Brazil must save forests in ethanol push: Clinton
SAO PAULO (Reuters) - Brazil should worry about ways of stopping and controlling deforestation in order to achieve a broader global market for its cane-based ethanol, former U.S. President Bill Clinton said on Monday.
Clinton said the world is already aware of the fuel's benefits, such as its 90-percent reduction in greenhouse gas emissions when compared to gasoline. But if Brazil starts exporting large amounts of ethanol it must be prepared to impede ranchers and farmers from cutting further into forests.
"What people are worried about Brazil is not (whether) you have the most efficient biofuel in the world... everybody knows that is true," Clinton said in a speech to businessmen, most of them from the ethanol sector, at a three-day Ethanol Summit.
"(But) the world would say if we let Brazil help us solve our problem at the price of more rainforest destruction, have we really gained anything?

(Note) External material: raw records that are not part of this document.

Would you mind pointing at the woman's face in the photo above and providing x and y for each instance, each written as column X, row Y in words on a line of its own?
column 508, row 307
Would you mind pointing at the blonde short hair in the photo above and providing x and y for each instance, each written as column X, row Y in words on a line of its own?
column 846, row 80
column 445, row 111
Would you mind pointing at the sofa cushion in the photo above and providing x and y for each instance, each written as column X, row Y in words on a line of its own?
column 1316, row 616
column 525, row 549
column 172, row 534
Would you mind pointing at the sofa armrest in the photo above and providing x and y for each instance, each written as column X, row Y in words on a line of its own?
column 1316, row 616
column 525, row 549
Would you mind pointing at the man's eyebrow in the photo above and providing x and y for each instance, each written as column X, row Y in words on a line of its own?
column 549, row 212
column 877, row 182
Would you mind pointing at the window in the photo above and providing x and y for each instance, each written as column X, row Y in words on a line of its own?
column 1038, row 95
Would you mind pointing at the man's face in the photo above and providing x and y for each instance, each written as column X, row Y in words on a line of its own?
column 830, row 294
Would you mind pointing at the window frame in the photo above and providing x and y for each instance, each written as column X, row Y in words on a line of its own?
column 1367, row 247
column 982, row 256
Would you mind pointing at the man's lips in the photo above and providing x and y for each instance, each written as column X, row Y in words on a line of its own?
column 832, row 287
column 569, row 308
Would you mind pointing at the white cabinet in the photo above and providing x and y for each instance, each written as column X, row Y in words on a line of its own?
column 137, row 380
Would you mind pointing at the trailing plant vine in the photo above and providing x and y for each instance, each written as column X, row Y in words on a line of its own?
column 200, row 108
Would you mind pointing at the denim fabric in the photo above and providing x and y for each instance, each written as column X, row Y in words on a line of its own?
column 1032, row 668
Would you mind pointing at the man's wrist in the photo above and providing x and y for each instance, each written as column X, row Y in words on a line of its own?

That's what you have to answer."
He said Brazil was efficient in energy production and distribution, with most of its energy matrix coming from renewable sources, but also said 75 percent of carbon gas emissions in the country come from deforestation and agriculture.
He said business people should support Brazil's government in measures to protect the forest, adding that the current global model of economic development is unsustainable.
Clinton said countries would give incentives instead of barriers" over biofuel imports if Brazil manages to prove it "can help other people with their emission problems without making yours worse."